Runaway Inflation

The Bank of England released it’s quarterly inflation report today, and it paints a pretty gloomy picture. Inflation is set to exceed 3% for most of the rest of the year, obliging the Bank of England’s governor, Mervyn King, to write a series of explanatory letters to the Chancellor.

As part of their report, The Bank release a fan chart which projects the likely probabilities of a given inflation rate in future years. I thought it would be interesting to look back a few years and to see how accurate their projections were.

Thanks to the emergence of China as the world’s biggest manufacturer of goods, inflation was kept at bay during the late 90s and early 2000s, but at the beginning of 2005 it began to move upwards. The Bank’s central projection showed inflation rising above 2% during 2005 but falling back to below 2% in 2006.

Sure enough, it did do this. The Bank then projected a couple more blips above 2% before falling back to it’s 2% target in 2007…

Unfortunately, this time the Bank got it wrong, and rather than blip above 2%, inflation soared to 3%. The Bank thought this was only a temporary problem, and predicted that inflation would fall back to 2% by 2008.

Inflation did have a brief drop below 2% during 2007, but it now seems that’s its back well on its way toward 3% and beyond…

2 thoughts on “Runaway Inflation”

  1. Interesting fan charts – I’ve not seen those before. Do you notice how every chart predicts inflation to be at 2% in 4 years time? Seeing as this is their target, they would predict this wouldn’t they.

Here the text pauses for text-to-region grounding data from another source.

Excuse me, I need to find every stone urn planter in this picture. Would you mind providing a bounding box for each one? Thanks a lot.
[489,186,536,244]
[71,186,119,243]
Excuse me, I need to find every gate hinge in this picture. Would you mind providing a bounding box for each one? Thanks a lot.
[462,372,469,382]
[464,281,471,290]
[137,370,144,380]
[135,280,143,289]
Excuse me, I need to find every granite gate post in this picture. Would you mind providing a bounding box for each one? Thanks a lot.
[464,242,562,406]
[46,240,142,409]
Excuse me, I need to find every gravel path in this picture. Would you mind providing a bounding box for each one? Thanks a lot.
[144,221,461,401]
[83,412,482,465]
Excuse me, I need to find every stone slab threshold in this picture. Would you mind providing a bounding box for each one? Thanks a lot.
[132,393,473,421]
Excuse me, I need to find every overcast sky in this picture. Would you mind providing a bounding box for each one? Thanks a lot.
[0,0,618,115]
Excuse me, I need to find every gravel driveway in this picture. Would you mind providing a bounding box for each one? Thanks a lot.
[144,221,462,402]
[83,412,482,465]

    I’m amazed how few “professionals” predicted the rise in inflation and the house price crash and the recession that we are entering into. We were so unprepared for this. I wonder how the Banks future inflation charts will look. A high of 5% inflation possible followed by deflation? This is going to be a rough ride.

  2. The bank attach these charts to every inflation report (along with a similar fan chart for GDP growth). They always predict themselves as being “on target” in 4 years time… pretty confident aren’t they (I guess they would have to be!).

    What’s really interesting is that the fans have increased in size. The spread was previously about 2% but now it’s almost 3% as we enter more uncertain times.

    Clearly the Bank didn’t take the inflation threat seriously enough though as we are now (in 2008) at 3% when they predicted we’d be at 2%.